Parking Services offers bikes for students to borrow

DeKALB | NIU Parking Services does more for students than help with their car and issue parking permits and tickets – it offers an environmentally-friendly method of travel.

Parking Services offers NIU students, staff and faculty a free program called Borrow-a-Bike. Those affiliated with NIU can rent a bike, an Atlas Sun cruiser, along with a helmet and a bike lock. The program functions on a first come, first serve basis because the program only has 115 bikes to offer, said Parking Services Director Kristin Mommsen.

“The Borrow-a-Bike program is a free method of alternative transportation that Campus Parking Services is happy to offer students, faculty and staff,” Mommsen said in an email. “Biking helps reduce traffic congestion on campus, is environmentally friendly, provides health benefits and reduces the costs associated with wear and tear on the roadways and parking lots.”

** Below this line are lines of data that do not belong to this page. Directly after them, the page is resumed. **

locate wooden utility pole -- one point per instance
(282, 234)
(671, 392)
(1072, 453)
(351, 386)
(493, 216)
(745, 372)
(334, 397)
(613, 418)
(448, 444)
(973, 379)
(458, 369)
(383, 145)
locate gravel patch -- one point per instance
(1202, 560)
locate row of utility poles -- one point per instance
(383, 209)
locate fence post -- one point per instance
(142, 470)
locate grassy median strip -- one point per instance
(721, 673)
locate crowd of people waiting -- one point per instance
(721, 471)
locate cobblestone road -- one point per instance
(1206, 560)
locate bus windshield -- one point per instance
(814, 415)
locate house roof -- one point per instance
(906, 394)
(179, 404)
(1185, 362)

The program started off in 2007 and has since grown in size and popularity, Mommsen said.

Toward the end of a semester – fall, spring or summer – Borrow-a-Bike has an inventory and maintenance period during which bikes can not be rented or renewed.

Currently, bikes cannot be rented or renewed until Sept. 6. On that day, according to the Parking Services website, bikes will be available for rental again, though renewals are not guaranteed. Bikes are only available for one semester rental, and on Dec. 5, all bikes must be returned. Those who do not turn in bikes by that date will face late charges.

If a bike is returned late, there is a $5 late fee for each day that it is held past its due date. If any of the equipment given to the student is lost, damaged or stolen, he or she will be expected to pay for losses plus a 10-day late fee.

“[Borrow-a-Bike] is really convenient,” said Lauren Iverson, sophomore business administration and paralegal studies major. “My parents bought me a bike that turned out to be completely worthless, and this was a good back-up. It is a very ugly yellow, but I can deal with that.”

Mike Nichols, junior visual communications major, also finds his rental bike to be more useful than pleasing to the eye.

“The bikes are not the prettiest, and they are not the greatest, but they are a lot faster than walking,” he said.